Sunday, December 12, 2010

Why is soaring like fishing?

One of the comments fisherman often hear is "You shoulda been here yesterday!" One of the comments I'm hearing lately at the gliderport is "There was wave all week!" This Saturday was pretty much the same as the last time I was at Crystalaire: northeast winds from the desert causing Santa Ana winds where I live, and really strong through the passes that lead into the high desert... but nearly calm at the airport and the adjacent mountains. We could see wave clouds about 40 miles to the east and 20 miles to the west, but nothing at Crystal. And the thermal forecast was dismal - very warm air aloft, NO chance of thermal formation although the surface temperature got up to the 70's (welcome to December in the California high desert).

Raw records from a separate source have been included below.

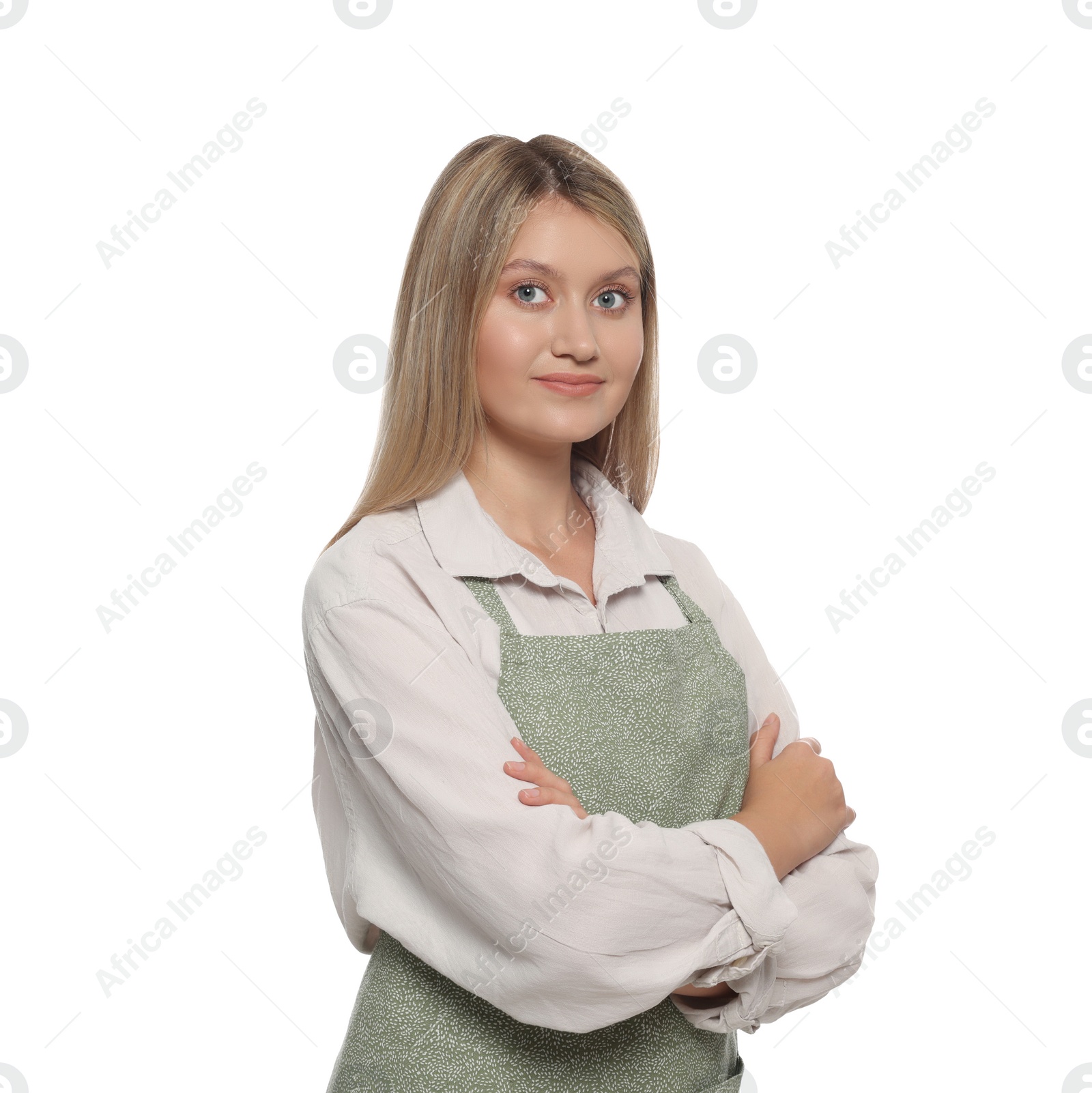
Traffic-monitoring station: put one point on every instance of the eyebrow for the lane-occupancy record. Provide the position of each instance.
(547, 270)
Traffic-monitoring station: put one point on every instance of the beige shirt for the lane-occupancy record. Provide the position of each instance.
(563, 922)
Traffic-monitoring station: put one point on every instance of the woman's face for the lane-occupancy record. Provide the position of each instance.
(562, 338)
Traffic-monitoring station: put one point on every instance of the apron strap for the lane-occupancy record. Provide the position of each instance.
(687, 606)
(487, 595)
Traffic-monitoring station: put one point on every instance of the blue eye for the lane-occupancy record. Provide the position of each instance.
(528, 289)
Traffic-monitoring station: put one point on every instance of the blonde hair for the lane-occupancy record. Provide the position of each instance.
(431, 411)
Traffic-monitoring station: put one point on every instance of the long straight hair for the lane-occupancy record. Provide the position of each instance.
(431, 411)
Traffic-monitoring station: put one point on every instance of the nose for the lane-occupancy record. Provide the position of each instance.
(573, 334)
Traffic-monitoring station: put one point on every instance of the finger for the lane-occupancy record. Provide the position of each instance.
(549, 796)
(536, 771)
(762, 742)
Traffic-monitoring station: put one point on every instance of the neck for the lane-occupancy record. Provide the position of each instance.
(528, 492)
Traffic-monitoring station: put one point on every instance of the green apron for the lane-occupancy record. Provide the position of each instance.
(650, 724)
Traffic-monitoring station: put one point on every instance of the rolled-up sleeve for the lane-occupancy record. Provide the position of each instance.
(834, 891)
(559, 922)
(835, 895)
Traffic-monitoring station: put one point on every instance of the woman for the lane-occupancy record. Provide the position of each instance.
(495, 612)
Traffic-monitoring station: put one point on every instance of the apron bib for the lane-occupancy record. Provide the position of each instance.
(652, 724)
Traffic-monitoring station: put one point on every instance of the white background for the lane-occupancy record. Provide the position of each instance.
(152, 384)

So although no other gliders were staying up, I flew anyway just for the practice. My first flight at Crystal was an orientation with an instructor, and my second was with another club pilot who has flown there a lot, so I needed to get in the air by myself. We towed the glider to the west end of Runway 07... seemed like I walked a half a mile holding the wing. Oh, wait... it WAS a half a mile: that runway is 2600' long. Soaring does involve a bit of walking!

I was going to get a 4000' tow to the mountains and look for ridge lift. There was nothing over the "Second Ridge", so I hung on to 4700' feet AGL hoping to find something... ANYthing. I eventually pulled off and went back and forth over Second Ridge and got nowhere. At least I was not hitting any sink, so I didn't come down very fast.

I did encounter a little turbulence, so thinking that there MIGHT be a little wave action forming, I went back and forth through the valley between the ridges. Nothing.

I tried up and back over the First Ridge. I did encounter a narrow little bump. When I went back over that same spot and bumped again, I tried circling there but again found nothing.

Back out over the desert. Nothing but smooth air. No sink, so at least I was coming down at the normal sink rate for the Grob 103, which is about 15o feet per minute or so. I was back down on Runway 07 after 36 minutes. Pretty much a sleigh ride. But good practice, searching the ridges and learning how high I need to be at different points in order to maintain a safe final glide slope back to the airport. Now if a friend wants to go for a glider ride, I'll be comfortable taking them up from this airport.

I sat down with the Chief Instructor and worked out a plan to resume my final training and signoffs for my Commercial and Instructor certificates. Regular readers will recall that I was just days away from taking those test when all soaring was shut down at our home airport in Hemet. Since then I've been trying to work out the combination of aircraft, gliderport, instructor, and inspector that will let me successfully take those tests without breaking my soaring bank. Now that we have the Grob stationed at Crystal, I think it's feasible. I hope to complete these within three months. I'll continue to blog about how that process goes.